Gail and Skip Madsen cut the poles and helped shape them for the mile markers. Susie and Tim Sweedine, who are members on the Crawford County Trails Committee, coordinated the coordinates for placement of the signage to ensure the accuracy.
Shambarger said he was pleased to head up the project.
“I am mostly grateful. This project made me realize my own strengths and shortcomings when it comes to leading people and all that comes with completing projects of any kind,” he said. “I have nothing but appreciation for the project and those who assisted me for helping me grow as a leader and a person.”
Shambarger said the trail system is another asset to help enhance the health of those who use it and to get people outside.
“While the bike path may not be the center of the Grayling community, it is very important to the people that have used it and the people that will use it. It is already used by walkers, runners, bikers, sports teams, and many other people,” he said. “Having the path look its best and in good condition makes it a great way to give back to residents of the town and show people that are not from here the opportunities in our town.”
Koppa said that Grayling has made great strides in the last 10 years to make the community more walkable.
“It’s so much better than it used to be if you want to get out and get some exercise,” he said. “It’s really a free form of exercise. You don’t go out and buy some equipment. If you can walk from where you live to get some errands done or to just go out and get some exercise, it really helps. When people walk to town and do not use a parking space, that makes parking available to other people.”

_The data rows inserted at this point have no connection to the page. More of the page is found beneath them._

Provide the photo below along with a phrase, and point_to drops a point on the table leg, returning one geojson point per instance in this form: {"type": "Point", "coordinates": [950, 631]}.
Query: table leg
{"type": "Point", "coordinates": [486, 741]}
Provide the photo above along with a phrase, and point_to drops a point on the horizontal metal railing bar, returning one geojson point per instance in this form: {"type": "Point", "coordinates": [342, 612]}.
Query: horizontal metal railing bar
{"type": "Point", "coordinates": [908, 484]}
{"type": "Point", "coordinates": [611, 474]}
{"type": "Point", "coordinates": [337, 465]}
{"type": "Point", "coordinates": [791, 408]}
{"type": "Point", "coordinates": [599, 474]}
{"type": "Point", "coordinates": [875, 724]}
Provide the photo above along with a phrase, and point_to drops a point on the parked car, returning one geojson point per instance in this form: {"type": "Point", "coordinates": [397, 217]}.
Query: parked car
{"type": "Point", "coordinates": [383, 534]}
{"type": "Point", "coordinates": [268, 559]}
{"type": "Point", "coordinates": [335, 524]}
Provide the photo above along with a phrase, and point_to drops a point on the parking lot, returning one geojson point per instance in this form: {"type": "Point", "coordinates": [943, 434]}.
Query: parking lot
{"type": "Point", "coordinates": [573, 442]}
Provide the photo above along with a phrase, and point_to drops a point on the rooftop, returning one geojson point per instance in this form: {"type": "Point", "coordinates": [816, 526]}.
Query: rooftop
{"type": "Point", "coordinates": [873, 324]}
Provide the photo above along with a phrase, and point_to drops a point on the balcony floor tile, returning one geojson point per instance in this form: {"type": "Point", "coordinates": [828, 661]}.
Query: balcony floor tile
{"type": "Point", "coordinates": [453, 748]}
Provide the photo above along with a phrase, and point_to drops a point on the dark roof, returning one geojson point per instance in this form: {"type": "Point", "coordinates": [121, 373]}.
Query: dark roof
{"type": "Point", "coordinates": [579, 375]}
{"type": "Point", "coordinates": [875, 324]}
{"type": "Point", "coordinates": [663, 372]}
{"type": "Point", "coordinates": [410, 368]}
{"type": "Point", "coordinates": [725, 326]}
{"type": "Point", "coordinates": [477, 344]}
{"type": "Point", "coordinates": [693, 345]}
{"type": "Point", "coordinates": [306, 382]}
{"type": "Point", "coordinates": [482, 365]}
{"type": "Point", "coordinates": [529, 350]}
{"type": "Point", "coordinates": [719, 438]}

Koppa added that Joe Riddle, the transportation director for the Crawford AuSable School District, plows the trail during the winter for use by students and residents. This year, Riddle was able to make the trails better to travel.
“We found some money to salt the trail, so he started salting the trail to make it safer,” Koppa said.
The trail is now part of the community’s Loop It program, which encourages people to get and walk regularly to enhance their health. The initiative is spearheaded by the District Health Department #10, Munson Healthcare Grayling Hospital, the Michigan State University Extension, and the City of Grayling.
Shambarger, who is a sophomore studying at Central Michigan University, has been a lifelong trail user.
“I have been using the trails ever since I can remember. When I was really little, my mom would bike the trails and I would be in tow behind her in a bike trailer, and when I was older I would walk them with her or bike them with my friends,” he said. “Even in my last years of high school I ran on them with the football team over the summer for conditioning. Those trails were a huge part of my time in Grayling growing up. It feels right to have given back to them in some way.”
Koppa commended Shambarger for his work on the project.
“He was a really busy kid,” Koppa said. “He put it together and he did an excellent job organizing this thing and getting them installed.”